Le démarrage est lent, presque poussif. King installe ses pièces avec application, mais la progression narrative avance sans réelle tension. On suit l’enquête, on aligne les éléments, mais l’inquiétude ne s’installe jamais vraiment. Le final, censé cristalliser l’horreur, paraît téléphoné — comme si l’auteur nous conduisait sagement vers une destination que l’on devine longtemps à l’avance.
Les personnages n’aident guère. Plutôt que d’incarner des êtres complexes et ambivalents, ils semblent engoncés dans les stéréotypes liés à leur statut : la chanteuse noire et obèse, la militante provocatrice, les tueurs marqués par des traumatismes d’enfance… On ne les déteste pas, mais ils agacent, au point de se désintéresser de leur destin. Leur militantisme affiché ou leur assurance les fait parfois paraître davantage attachés aux idées qu’aux réalités humaines. Là où King a souvent excellé à rendre attachants ses marginaux et ses blessés, il paraît ici se contenter d’archétypes.
La déception est d’autant plus sensible du côté de Holly. Personnage fascinant dans « Mr Mercedes », avec ses fragilités, ses traits quasi autistiques, son intelligence borderline et sa manière singulière d’habiter le monde, elle perd ici de sa singularité. Elle devient plus fonctionnelle, presque lissée. Ce qui faisait son étrangeté attachante s’estompe au profit d’une héroïne trop conventionnelle, presque transparente.

Frustration diffuse

King glisse également plusieurs saillies contre Donald Trump et le dévoiement de l’Amérique contemporaine. Mais là encore, on reste dans l’esquisse. La charge politique, perceptible, ne va jamais assez loin pour devenir véritablement dérangeante ou corrosive. Elle demeure en surface, comme si le roman hésitait entre le pamphlet et le simple clin d’œil engagé.

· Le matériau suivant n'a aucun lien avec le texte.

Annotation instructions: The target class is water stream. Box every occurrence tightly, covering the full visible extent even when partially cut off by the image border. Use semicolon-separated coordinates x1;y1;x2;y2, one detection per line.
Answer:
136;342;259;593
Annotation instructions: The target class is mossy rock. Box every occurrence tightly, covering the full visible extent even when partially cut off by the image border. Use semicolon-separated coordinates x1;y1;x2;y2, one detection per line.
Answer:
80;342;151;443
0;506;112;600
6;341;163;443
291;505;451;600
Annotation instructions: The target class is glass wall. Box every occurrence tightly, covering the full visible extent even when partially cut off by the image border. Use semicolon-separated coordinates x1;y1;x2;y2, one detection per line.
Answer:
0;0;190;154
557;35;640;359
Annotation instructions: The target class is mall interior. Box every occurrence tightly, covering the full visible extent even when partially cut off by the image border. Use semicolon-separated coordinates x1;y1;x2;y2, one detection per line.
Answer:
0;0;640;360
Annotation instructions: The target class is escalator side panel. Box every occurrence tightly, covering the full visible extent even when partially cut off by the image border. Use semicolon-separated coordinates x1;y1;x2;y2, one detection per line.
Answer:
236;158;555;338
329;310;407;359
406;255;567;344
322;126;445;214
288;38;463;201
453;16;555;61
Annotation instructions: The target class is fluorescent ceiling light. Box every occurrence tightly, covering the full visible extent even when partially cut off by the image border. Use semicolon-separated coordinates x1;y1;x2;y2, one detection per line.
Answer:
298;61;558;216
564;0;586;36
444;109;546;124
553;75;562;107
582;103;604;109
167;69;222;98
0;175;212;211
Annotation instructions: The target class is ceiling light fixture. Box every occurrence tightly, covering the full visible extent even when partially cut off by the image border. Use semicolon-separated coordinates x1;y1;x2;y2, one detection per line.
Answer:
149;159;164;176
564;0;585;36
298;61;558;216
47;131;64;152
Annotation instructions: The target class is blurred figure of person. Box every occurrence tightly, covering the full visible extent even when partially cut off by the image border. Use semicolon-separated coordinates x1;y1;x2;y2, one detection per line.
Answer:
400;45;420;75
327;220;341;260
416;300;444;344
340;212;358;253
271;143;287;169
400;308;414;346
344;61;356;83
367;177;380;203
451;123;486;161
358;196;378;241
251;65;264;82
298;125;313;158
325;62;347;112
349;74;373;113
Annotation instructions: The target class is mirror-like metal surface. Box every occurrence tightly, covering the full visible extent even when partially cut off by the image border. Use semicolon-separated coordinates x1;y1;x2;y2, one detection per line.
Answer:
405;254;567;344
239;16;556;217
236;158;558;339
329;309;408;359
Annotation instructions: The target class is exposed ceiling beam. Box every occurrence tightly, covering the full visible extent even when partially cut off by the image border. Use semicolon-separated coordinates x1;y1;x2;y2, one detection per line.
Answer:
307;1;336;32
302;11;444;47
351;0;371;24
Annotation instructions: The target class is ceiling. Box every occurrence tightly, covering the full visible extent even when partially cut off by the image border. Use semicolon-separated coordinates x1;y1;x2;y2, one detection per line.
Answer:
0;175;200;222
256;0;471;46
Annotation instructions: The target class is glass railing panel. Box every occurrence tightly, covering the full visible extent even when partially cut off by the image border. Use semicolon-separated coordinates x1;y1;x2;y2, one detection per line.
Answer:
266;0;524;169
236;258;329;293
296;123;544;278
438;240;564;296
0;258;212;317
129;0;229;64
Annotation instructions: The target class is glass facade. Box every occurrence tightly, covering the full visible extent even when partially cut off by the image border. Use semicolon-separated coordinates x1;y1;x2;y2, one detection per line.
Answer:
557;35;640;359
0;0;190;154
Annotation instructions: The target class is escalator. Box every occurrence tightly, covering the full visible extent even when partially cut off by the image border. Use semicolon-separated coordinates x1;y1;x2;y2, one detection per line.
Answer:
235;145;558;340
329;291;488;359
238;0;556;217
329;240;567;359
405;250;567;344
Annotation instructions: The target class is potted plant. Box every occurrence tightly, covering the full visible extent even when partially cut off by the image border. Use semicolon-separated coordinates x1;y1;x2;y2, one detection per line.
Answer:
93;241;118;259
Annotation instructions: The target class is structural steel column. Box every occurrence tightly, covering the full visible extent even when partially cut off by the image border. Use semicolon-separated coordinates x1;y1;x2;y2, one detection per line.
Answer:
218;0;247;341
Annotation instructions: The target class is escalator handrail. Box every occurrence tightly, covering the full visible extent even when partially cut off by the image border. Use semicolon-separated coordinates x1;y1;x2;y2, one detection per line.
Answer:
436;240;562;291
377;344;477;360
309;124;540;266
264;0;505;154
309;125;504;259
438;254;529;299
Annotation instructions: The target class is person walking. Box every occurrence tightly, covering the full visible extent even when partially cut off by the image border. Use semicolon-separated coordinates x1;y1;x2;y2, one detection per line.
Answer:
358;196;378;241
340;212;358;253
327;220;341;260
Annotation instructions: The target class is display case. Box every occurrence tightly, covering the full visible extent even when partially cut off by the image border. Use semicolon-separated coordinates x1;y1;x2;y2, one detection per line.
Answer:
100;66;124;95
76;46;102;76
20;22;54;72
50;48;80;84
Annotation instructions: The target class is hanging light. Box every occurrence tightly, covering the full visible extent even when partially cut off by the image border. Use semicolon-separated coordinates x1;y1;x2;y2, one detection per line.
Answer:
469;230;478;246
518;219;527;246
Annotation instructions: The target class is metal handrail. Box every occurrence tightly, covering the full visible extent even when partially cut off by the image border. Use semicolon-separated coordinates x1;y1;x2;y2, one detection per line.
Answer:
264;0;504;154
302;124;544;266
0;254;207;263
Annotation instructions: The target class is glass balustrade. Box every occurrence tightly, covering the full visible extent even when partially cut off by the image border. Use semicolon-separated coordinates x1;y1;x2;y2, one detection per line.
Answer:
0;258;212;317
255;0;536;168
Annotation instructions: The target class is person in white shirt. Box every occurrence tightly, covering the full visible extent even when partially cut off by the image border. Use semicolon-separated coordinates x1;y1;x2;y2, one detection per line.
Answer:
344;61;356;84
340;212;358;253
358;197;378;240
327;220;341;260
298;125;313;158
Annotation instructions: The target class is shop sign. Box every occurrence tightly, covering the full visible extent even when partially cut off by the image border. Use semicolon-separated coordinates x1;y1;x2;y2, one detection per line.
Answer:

L’écriture, elle, n’est jamais désagréable. King reste un conteur solide : cela se lit vite, sans effort. Mais le style paraît parfois superficiel, moins habité que dans ses grandes œuvres. On sent par endroits un texte écrit sans l’urgence ou la nécessité qui portaient ses romans majeurs. On se pose aussi la question de la pertinence de ces descriptions stériles (les répétitions de Sista Bessie, les aléas du match de base-ball, …) qui n’ont apparemment pas d’autre fonction que de multiplier le nombre de pages et donc de justifier le prix de vente du livre.
En refermant « Ne jamais trembler », on ne peut s’empêcher d’éprouver une frustration diffuse. King a confié avoir eu du mal à écrire ce livre ; le lecteur, lui, n’a aucun mal à le lire — mais en ressort déçu. Comme si le Roi n’était plus tout à fait sur son trône, mais assis à côté, regardant son propre mythe avec une distance un peu lasse.
Ce n’est pas un mauvais roman. C’est peut-être pire : un « petit » King, vite lu, vite refermé — et vite oublié.